An implicit hydrodynamic code following the explosion of classical novae, from the accretion phase up to the final ejection of the envelope, has been coupled to a MonteCarlo code able to simulate their gamma-ray emission. Carbon-oxygen (CO) and oxygen-neon (ONe) novae have been studied and their gamma-ray spectra have been obtained, as well as the gamma-ray light curves for the important lines (e$^{-}$--e$^{+}$ annihilation line at 511 keV, $^{7}$Be decay-line at 478 keV and $^{22}$Na decay-line at 1275 keV). The detectability of the emission by CGRO instruments has been analyzed.
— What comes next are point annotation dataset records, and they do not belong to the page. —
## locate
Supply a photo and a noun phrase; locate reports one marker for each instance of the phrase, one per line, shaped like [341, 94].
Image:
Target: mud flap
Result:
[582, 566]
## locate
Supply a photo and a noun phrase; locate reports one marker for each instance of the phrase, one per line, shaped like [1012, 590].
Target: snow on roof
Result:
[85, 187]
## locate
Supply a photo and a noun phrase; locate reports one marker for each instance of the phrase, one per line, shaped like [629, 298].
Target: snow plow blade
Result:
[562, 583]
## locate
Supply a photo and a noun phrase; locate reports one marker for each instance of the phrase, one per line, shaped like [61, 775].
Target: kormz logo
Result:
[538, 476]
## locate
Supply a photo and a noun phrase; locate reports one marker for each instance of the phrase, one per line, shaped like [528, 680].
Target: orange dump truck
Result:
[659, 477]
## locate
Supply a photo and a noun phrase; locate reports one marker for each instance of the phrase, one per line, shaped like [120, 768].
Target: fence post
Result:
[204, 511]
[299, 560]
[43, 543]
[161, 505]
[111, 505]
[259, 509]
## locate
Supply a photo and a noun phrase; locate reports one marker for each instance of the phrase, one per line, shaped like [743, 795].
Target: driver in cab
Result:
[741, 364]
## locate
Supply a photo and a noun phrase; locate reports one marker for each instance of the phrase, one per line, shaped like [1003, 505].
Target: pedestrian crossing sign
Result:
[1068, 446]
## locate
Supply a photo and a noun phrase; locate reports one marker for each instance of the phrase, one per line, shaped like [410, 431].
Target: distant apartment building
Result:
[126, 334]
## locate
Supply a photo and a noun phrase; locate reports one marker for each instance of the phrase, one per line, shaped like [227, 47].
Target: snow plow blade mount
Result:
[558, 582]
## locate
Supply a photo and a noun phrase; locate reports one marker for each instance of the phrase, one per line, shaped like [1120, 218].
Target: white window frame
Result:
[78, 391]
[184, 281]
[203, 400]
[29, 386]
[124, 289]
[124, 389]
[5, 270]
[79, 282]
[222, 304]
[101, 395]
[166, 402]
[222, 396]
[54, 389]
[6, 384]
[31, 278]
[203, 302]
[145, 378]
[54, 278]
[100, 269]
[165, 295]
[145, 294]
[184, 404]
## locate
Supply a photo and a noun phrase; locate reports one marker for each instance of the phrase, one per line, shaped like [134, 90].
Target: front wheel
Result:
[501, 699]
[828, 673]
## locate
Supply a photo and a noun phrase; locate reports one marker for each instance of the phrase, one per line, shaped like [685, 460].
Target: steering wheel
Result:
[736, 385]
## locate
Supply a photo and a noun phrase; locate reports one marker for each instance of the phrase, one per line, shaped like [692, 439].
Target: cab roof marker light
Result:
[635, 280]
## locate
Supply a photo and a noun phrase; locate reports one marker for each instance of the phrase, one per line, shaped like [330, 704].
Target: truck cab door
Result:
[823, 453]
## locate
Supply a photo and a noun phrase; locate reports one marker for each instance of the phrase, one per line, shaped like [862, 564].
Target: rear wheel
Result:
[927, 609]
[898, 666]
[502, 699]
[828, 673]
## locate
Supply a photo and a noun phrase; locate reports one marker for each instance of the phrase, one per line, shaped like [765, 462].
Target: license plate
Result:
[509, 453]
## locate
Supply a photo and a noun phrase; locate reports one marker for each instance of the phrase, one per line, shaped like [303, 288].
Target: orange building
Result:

It is worth noticing that the $\gamma$-ray signature of a CO nova is different from that of an ONe one. In the CO case, the 478 keV line is very important, but lasts only for $\sim$2 months. In the ONe case, the 1275 keV line is the dominant one, lasting for $\sim$ 4 years. In both cases, the 511 keV line is the most intense line at the beginning, but its short duration ($\sim$ 2 days) makes it very difficult to be detected. It is shown that the negative results from the observations made by COMPTEL up to now are consistent with the theoretical predictions. Predictions of the future detectability by the INTEGRAL mission are also made.